My strength is seft-study, seft-educated, hard-working, truthful. One example about it is I can study continuously 3 hours. My truthful which i have that i am inherited from tradition of my family.

My role in that company is strategy analyst (specific industry market, to use SWOT analysis, scanning tool, Pestle analysis, to monitor operating company, to reseach chain value of industrys); to post writting on my company website; to assistant my boss as secretary.

Could you correct for me? thanks
dumi 1 / 6,925 1592  
Dec 4, 2013   #2
What is this writing about? Are you preparing for IELTS or TOEFL? Or is an answer for one of your admission prompts? Make sure you include the prompt and the purpose of writing with your essay so that others get a better idea as to what it means and requires you to answer.
OP nhdien10 1 / 1  
Dec 5, 2013   #3
Thanks Dumi. I am beginner. I'm not sure that my post is correct grammar. I hope someone could correct and offer a suggestion.
Thanks nice to meet you
dumi 1 / 6,925 1592  
Dec 10, 2013   #4
Thanks Dumi. I am beginner. I'm not sure that my post is correct grammar.

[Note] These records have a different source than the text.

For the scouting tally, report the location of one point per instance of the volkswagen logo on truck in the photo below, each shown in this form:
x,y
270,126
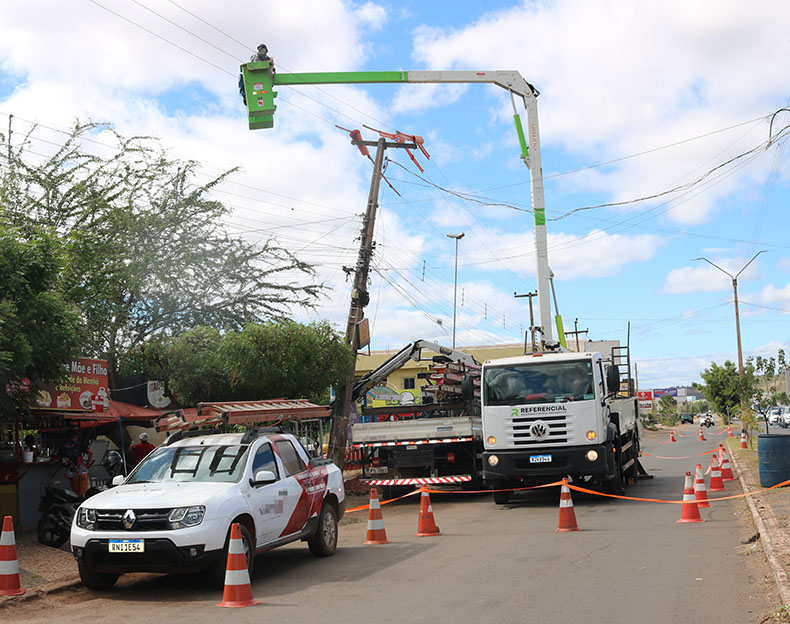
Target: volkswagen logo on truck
x,y
539,430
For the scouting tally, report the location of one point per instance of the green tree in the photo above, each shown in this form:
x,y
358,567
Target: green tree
x,y
667,409
767,375
724,389
262,361
38,328
145,251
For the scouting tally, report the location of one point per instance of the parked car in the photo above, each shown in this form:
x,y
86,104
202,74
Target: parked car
x,y
174,512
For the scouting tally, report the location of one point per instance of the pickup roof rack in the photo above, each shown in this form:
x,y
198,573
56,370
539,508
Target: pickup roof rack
x,y
244,413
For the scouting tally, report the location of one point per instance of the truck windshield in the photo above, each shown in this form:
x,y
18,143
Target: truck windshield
x,y
538,383
192,463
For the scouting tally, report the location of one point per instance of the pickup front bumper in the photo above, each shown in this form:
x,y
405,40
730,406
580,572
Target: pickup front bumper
x,y
160,555
517,465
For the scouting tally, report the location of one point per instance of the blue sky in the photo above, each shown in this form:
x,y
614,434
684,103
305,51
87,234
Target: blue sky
x,y
637,99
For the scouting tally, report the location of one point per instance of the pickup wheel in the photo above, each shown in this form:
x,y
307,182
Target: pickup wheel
x,y
95,580
324,542
218,570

I hope someone could correct and offer a suggestion.
Thanks nice to meet you

Nice to meet you too Dien :)

I graduated in Banking from the University HCMC in the last year. My major was Business Administration and currently I am working as (tell your designation) for a Consultant Strategy company in HCMS. My hobbies are playing badminton, walking, learning other languages.

I have been in Laos. My family is working in Laos.

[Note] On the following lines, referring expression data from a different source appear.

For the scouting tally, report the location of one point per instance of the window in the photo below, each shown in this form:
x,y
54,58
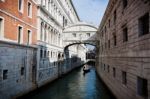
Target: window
x,y
2,0
22,71
29,9
20,33
5,74
108,68
109,23
125,34
41,53
144,24
45,54
142,87
88,34
115,39
20,5
124,77
105,29
1,27
104,67
29,37
125,3
115,16
63,21
114,72
108,43
66,22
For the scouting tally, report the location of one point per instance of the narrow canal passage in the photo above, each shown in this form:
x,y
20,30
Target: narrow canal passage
x,y
75,85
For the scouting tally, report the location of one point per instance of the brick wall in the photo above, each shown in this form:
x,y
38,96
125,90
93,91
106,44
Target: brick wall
x,y
131,56
14,80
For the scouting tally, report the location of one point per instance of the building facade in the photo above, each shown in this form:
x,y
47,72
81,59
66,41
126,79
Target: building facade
x,y
32,42
124,51
18,21
17,58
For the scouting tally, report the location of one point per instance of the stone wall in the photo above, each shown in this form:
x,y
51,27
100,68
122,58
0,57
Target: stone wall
x,y
17,69
124,63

... This is not clear to me. If you lived in Laos, you should have mentioned that soon after you said that you are Vietnamese. These sentence seem to be disturbing the flow :(
Pahan 1 / 1,906 553  
Dec 10, 2013   #5
My strengths are that I am self-motivated, hard working and truthful. My hardworking has helped me achieve my goals successfully and my truthfulness, I inherit from my family traditions.

Your role in the company should have been said in this section (as dumi mentions in her comment)

I'm working for consultant strategy company in HCMC.